No single governance system controls the full ecological outcome. Responsibility and impact are distributed across economic networks.

This creates a structural governance challenge: stabilization functions are global, but land management decisions are often local or national.

Governance Lag and Recognition Gaps

Deforestation has been extensively studied and regulated for decades. Non-forest ecosystems have received far less policy attention. This reflects a common institutional pattern in environmental governance: recognition often follows visible loss rather than gradual functional decline.

When ecosystems that quietly regulate climate, water, and soil stability degrade without equivalent monitoring or protection, stabilizing capacity can erode long before policy frameworks adjust.

The Intergovernmental Panel on Climate Change (2023) emphasizes that land-use change interacts directly with climate dynamics, influencing drought intensity, wildfire exposure, and hydrological stability. As ecological buffering declines, climate impacts can amplify more rapidly.

Grassland conversion, therefore, affects not only biodiversity but the operating conditions under which entire landscapes function.

Infrastructure Substitution and Rising Management Costs

As natural regulatory systems decline, human systems often attempt to replace them through engineered solutions. Water management systems, soil stabilization interventions, and restoration programs frequently attempt to replicate services once provided passively by intact ecosystems.

 Green infrastructure research demonstrates that natural landscape functions such as infiltration, cooling, and stabilization can reduce the need for costly engineered adaptation (Wang et al., 2018; Shi, 2020). When these natural functions are lost, maintenance and intervention demands tend to increase. 

This represents a shift from passive stability to active management.

Over time, landscapes may remain productive, but they require more continuous human input to maintain functional performance.

Long-Term Stability and Cumulative Risk

The removal of grasslands does not produce immediate system collapse. Instead, it gradually reduces buffering capacity. 

Landscapes may become more sensitive to climate variability, more prone to erosion, and more dependent on continuous intervention.

Resilience research shows that systems with reduced structural capacity recover more slowly from disturbance and may shift into new operating states that are harder to reverse (Huang et al., 2025; Johnstone et al., 2016).

This is not a single-event risk. It is cumulative exposure.

A Structural Signal

The rapid conversion of grasslands signals a broader transformation in how landscapes are organized globally. Stabilizing ecosystems are being converted into production systems faster than governance institutions are adapting to account for their regulatory value.

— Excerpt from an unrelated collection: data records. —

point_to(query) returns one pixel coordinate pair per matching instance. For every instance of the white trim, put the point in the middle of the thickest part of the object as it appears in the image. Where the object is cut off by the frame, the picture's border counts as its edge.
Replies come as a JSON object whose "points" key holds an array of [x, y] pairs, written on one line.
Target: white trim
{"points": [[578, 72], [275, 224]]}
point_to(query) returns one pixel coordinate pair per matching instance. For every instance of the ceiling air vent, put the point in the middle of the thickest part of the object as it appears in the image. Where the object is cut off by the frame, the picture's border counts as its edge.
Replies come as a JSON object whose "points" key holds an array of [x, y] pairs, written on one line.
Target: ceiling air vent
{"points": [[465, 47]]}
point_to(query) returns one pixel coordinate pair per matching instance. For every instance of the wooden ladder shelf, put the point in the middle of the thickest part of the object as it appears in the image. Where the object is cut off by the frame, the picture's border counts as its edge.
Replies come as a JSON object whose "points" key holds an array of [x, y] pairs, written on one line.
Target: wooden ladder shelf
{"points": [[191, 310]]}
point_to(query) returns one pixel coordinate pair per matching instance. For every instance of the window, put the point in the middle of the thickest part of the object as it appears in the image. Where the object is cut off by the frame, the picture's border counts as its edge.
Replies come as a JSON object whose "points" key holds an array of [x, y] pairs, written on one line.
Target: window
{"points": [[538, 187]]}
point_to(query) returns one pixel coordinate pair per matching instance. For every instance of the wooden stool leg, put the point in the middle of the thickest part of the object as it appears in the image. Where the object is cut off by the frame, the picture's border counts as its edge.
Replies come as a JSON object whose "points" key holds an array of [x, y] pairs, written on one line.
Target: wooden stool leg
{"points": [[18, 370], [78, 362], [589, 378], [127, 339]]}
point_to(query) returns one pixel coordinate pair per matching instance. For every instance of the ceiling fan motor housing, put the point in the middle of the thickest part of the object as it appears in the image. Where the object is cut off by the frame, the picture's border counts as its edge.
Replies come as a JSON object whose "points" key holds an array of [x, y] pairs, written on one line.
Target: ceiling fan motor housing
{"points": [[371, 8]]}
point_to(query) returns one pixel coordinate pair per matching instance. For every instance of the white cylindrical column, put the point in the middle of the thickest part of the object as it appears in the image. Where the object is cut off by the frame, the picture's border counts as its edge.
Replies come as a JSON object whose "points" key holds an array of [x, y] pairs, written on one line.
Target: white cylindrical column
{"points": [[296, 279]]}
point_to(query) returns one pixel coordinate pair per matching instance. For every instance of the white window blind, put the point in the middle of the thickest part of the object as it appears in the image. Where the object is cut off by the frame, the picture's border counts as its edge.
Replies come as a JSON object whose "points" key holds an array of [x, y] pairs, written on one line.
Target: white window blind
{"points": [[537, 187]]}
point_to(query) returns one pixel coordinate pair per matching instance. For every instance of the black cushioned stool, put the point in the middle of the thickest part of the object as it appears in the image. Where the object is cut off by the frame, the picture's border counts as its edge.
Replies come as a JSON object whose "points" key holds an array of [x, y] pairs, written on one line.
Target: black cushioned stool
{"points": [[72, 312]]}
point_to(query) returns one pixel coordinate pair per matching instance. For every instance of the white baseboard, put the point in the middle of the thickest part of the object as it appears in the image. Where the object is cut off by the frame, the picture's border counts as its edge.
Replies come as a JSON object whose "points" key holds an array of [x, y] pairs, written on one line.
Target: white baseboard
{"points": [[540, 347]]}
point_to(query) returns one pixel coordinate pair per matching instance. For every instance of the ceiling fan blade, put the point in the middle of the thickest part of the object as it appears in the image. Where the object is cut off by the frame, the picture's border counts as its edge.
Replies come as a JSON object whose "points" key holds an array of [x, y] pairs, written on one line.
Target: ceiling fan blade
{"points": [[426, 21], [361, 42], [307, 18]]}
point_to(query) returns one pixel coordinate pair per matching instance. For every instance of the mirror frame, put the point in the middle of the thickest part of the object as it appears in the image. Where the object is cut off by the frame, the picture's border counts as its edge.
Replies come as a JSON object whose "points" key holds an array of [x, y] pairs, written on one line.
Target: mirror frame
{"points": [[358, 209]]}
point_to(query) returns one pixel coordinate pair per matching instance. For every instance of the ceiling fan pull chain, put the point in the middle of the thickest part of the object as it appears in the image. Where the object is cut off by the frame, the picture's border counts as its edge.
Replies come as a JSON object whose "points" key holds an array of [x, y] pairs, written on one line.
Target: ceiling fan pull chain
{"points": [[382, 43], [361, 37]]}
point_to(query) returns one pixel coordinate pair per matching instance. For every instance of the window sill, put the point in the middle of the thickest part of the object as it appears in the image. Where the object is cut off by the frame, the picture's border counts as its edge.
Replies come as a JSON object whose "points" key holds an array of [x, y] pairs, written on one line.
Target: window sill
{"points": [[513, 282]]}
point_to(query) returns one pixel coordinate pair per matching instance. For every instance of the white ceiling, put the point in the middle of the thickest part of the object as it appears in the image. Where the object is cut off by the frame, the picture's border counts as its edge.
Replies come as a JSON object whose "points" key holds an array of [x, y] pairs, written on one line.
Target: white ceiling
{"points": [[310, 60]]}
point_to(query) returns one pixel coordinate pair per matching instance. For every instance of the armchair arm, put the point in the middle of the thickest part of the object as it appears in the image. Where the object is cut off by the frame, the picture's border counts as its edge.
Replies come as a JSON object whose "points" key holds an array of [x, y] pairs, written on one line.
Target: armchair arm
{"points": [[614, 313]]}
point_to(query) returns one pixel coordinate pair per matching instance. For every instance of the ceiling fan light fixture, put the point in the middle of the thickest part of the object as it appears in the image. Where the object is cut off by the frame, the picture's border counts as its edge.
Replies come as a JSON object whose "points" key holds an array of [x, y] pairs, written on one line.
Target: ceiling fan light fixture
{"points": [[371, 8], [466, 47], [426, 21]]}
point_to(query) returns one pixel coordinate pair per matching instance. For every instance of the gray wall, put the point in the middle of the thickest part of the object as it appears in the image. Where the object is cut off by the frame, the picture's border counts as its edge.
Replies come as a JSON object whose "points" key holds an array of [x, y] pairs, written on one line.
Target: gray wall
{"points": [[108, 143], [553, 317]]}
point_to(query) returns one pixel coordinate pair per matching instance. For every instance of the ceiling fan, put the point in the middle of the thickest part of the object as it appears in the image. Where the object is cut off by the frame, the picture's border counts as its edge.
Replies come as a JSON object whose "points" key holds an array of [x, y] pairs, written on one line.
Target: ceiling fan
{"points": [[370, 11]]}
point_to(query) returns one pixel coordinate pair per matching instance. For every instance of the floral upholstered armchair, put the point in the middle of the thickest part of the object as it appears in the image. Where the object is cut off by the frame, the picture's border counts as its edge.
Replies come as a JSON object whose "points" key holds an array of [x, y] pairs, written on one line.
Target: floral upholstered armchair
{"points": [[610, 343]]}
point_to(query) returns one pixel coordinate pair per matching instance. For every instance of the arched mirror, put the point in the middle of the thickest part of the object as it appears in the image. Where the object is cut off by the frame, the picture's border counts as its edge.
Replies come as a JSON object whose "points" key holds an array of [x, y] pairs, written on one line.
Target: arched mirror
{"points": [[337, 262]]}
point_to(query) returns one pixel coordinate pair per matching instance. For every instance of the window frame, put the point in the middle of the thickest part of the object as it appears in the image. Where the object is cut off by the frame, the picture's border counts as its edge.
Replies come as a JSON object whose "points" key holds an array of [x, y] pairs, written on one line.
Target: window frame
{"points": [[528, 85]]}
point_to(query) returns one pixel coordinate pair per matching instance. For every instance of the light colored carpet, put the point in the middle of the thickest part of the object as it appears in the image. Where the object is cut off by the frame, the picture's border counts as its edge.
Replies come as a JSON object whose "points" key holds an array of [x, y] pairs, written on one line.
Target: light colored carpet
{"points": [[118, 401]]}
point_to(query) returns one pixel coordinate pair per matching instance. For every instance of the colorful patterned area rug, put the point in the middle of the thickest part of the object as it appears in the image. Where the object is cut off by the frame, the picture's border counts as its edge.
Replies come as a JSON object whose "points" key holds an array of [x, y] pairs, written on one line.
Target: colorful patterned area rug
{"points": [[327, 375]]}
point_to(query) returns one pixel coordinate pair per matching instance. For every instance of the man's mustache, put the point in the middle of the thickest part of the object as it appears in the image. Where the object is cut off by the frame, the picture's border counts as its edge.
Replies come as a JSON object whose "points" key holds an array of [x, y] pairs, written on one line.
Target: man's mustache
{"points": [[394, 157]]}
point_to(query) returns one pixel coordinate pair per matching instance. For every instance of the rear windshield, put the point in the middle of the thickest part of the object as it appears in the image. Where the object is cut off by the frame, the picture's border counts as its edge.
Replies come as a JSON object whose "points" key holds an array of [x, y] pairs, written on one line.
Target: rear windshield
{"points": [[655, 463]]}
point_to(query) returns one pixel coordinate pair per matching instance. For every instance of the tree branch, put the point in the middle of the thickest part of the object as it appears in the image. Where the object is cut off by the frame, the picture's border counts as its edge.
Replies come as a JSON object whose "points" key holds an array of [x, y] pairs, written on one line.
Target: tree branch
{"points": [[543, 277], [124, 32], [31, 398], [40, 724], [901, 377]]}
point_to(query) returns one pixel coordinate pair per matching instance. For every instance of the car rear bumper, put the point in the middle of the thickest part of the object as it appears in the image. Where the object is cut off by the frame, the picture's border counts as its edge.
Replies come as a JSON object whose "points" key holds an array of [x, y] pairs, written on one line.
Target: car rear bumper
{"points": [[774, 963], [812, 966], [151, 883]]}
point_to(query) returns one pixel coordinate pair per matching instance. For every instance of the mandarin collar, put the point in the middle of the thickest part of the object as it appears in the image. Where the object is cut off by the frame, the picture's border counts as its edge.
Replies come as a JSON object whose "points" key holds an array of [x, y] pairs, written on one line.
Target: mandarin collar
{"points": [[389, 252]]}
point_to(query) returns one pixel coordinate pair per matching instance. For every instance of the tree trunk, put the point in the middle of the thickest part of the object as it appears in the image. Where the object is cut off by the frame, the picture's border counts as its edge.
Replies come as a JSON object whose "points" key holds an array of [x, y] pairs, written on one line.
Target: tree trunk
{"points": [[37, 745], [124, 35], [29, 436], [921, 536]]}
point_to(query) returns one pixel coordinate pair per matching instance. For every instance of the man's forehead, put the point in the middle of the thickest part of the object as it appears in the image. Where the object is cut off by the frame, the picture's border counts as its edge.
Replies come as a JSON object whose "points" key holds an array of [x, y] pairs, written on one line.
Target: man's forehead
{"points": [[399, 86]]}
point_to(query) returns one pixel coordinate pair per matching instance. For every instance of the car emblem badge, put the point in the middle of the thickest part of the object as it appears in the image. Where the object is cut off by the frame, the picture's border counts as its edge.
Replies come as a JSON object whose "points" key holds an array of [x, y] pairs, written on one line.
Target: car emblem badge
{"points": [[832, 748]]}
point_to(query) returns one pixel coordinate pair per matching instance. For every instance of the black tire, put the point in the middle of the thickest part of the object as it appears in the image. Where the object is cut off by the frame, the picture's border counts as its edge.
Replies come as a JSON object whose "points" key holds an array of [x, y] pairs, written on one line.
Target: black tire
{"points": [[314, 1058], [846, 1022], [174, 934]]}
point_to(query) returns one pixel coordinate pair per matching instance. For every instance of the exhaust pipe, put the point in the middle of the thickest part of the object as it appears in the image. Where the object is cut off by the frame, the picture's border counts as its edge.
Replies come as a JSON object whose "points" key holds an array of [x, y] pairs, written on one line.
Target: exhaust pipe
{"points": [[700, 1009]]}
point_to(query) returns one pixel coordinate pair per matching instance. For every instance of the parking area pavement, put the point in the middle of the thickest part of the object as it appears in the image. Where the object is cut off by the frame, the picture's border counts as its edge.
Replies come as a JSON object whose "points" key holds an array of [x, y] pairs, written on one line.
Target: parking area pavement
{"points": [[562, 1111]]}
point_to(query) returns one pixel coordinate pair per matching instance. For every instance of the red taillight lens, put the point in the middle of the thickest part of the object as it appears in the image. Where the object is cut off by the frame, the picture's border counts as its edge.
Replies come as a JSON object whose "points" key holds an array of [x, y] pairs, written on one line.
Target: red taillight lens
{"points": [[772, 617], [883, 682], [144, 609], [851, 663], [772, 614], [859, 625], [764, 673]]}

Short-term output increases.
Long-term stabilization capacity declines.

Whether this trajectory remains sustainable depends on whether land-use governance expands to recognize ecosystems not only as resources, but as infrastructure that maintains planetary stability.

Sources

Brooks, M. L., D’Antonio, C. M., Richardson, D. M., et al. (2004). Effects of invasive alien plants on fire regimes. BioScience, 54(7), 677–688.

Chalmers University of Technology. (2024). Grasslands are vanishing nearly four times faster than forests, a global study finds.

Huang, X., Li, Y., Zhang, Z., & Chen, J. (2025). Resilience engineering and long-term infrastructure system performance. Reliability Engineering & System Safety.

Intergovernmental Panel on Climate Change. (2023). AR6 synthesis report.

Johnstone, J. F., Allen, C. D., Franklin, J. F., et al. (2016). Changing disturbance regimes, ecological memory, and forest resilience. Frontiers in Ecology and the Environment.

Kan, S., Persson, M., et al. (2024). Global conversion of non-forest ecosystems to agriculture and associated supply chains. Proceedings of the National Academy of Sciences.

Shi, L. (2020). Beyond flood risk reduction: How can green infrastructure advance both social justice and regional impact? Socio-Ecological Practice Research.

Wang, Y. C., Shen, J. K., & Xiang, W. N. (2018). Ecosystem services of green infrastructure for adaptation to urban growth. Ecosystem Health and Sustainability.